Identity, a ramble

This is something I’ve been thinking about for maybe a month or so.  My thoughts are not fully coherent yet and I have not yet figured out a good way to articulate the things that I am thinking, so I don’t know how much sense this post will make.  Still, I figure that I can give it a shot and see how it goes.

I have been thinking about the concept of self-ness and identity.  Specifically, of what exactly that’s made of.  Really, this is sort of a metaphysical, quasi-religious, quasi-philosophical type of question, but part of what inspired it was my diagnosis of Asperger’s, so I figured it could put it here.  Basically, I am wondering what exactly brings about my sense of me, my who-ness.  It’s hard to ask the question because it’s hard to put words to what I’m thinking of.
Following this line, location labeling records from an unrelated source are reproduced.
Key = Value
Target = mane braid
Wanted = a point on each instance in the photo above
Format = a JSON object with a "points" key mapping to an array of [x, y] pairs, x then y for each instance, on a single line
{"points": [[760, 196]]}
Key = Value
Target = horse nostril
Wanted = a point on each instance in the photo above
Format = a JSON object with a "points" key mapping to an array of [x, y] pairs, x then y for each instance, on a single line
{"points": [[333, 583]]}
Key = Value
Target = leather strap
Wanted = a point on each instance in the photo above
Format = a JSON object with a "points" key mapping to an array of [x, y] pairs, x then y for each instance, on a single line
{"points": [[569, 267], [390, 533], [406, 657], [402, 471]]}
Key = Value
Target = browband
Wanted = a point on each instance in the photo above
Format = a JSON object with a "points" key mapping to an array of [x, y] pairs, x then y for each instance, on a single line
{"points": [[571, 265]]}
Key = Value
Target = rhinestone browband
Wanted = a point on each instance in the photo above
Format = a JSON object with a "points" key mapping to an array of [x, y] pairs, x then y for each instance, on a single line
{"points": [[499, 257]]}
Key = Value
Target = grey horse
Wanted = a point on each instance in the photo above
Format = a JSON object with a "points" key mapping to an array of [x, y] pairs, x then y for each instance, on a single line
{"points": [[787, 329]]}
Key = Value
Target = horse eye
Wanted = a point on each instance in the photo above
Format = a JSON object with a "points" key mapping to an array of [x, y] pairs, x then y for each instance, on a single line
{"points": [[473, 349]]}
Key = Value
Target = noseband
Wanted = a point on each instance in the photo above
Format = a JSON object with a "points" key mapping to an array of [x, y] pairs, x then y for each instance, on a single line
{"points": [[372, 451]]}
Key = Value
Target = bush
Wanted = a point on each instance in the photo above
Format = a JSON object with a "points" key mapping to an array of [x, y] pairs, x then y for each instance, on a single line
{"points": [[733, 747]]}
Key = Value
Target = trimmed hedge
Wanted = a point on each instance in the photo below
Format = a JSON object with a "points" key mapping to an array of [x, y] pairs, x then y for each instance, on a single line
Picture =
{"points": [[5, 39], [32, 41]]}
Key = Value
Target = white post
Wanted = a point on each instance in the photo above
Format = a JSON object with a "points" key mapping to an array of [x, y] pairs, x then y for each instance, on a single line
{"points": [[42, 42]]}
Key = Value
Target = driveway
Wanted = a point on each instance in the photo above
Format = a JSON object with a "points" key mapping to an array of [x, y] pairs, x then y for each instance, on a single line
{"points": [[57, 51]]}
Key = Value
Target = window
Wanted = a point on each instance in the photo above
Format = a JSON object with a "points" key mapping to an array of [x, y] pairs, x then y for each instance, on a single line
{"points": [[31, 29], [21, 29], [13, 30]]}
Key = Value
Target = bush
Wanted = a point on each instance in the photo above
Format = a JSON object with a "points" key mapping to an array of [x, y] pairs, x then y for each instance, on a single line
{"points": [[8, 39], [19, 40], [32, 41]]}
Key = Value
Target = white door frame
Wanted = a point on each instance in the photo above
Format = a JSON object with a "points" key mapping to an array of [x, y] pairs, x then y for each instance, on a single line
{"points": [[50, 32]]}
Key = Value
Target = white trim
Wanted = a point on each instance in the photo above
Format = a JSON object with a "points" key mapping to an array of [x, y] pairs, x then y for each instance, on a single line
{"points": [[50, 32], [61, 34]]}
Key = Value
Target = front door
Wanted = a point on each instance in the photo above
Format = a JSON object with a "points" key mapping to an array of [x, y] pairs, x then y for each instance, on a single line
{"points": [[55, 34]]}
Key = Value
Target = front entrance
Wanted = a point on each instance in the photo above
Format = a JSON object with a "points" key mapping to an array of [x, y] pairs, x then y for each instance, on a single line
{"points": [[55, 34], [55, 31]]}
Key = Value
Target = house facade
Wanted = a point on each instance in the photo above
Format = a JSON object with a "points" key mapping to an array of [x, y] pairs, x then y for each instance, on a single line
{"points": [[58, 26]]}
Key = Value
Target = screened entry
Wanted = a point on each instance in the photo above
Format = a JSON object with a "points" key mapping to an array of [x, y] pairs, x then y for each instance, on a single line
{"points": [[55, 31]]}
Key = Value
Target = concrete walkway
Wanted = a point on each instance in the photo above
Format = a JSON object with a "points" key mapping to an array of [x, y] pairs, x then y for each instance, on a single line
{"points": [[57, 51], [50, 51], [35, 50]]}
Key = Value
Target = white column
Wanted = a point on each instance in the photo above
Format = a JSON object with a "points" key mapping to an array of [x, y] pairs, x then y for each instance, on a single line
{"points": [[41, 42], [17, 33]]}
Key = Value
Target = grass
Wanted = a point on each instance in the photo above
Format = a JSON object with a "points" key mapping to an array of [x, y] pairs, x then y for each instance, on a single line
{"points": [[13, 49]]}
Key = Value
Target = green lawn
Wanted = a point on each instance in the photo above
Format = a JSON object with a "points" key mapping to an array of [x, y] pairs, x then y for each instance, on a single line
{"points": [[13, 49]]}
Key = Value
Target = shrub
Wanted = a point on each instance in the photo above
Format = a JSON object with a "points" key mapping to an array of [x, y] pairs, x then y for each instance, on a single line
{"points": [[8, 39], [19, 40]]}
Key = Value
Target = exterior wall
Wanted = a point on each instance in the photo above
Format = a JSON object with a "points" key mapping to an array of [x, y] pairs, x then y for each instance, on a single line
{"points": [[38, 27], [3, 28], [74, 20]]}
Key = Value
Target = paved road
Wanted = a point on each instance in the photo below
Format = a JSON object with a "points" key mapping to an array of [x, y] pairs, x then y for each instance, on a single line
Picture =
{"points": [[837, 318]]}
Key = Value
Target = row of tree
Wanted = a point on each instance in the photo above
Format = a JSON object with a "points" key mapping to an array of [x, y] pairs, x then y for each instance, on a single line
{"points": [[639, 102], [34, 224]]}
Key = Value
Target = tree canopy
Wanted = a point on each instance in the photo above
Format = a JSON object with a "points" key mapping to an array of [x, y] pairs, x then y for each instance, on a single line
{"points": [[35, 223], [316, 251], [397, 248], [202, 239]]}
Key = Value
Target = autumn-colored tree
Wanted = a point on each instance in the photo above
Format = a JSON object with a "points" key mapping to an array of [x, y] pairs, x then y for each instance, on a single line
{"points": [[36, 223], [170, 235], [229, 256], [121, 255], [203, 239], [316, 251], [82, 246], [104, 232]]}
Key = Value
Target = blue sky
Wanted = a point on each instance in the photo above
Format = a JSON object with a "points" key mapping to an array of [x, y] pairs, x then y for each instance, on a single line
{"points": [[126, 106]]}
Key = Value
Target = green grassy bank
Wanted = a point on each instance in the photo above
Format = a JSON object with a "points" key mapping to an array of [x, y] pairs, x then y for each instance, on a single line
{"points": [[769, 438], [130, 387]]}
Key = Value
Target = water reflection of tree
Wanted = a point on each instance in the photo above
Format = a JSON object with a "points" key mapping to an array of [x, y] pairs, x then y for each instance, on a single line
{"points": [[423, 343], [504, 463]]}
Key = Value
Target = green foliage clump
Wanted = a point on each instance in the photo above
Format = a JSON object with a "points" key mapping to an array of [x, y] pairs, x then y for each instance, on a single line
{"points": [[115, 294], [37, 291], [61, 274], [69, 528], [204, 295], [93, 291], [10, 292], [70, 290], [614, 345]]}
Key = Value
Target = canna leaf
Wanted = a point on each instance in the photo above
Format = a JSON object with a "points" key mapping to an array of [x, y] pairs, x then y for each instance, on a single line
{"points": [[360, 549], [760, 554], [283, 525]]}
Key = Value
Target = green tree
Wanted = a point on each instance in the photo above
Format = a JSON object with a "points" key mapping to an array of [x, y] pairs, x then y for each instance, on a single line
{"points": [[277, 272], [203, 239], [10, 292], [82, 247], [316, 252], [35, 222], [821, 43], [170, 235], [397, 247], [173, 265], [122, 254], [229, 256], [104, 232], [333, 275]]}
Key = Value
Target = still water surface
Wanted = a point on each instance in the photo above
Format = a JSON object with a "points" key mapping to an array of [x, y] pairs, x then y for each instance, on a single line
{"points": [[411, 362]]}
Ok, so I have a concept of self.  My personality, if you will.  Since getting my diagnosis, I started working on integrating that into my identity.  It is sometimes said that Asperger’s is not something a person has, it’s something that a person is.  What Asperger’s really is (as far as I know, at least) is a neurological difference.  My brain structure is different somehow than the “normal” brain structure, and that does not just impact how I function, it impacts who I am.

Additionally, I have been reading a few books by Oliver Sacks.  He writes some interesting things on neurological problems that impact identity.  Then a few days ago I was at a pagan gathering, and I listened in on a conversation from some people regarding the idea of eternal souls.  So then I started wondering, for those who believe in souls, where do they see the line between soul and body in making up a person’s identity?

I grew up as a very conservative christian, and I am aware of their basic idea of things.  “You do not have a soul.  You are a soul, you have a body.”  In other words, your “self-ness” is only your soul, which just happens to be attached to your body for a while.  Many of them seem to deny the possibility that something as mundane as physical form can impact one’s self.  I don’t know much about what atheists would say to this questions, but I suppose at least some of them would take the opposite stance, that our self is purely a matter of physical form, neurology, brain chemicals, etc.  Nor do I know a whole lot about what pagans would say, aside from the basic fact that there is probably a plethora of opinions out there.  I still haven’t figured out what I think.  I sort of believe in a soul, I guess.  At the very least, I’m not so sure that I am only my body and nothing more, and I don’t really know what other options there are.

Yeah, this wasn’t very coherent.  Maybe I’m wondering where the line is between body and soul?  I keep trying to figure out if there is an atheist version of this question, but I’m having trouble figuring out how that would work.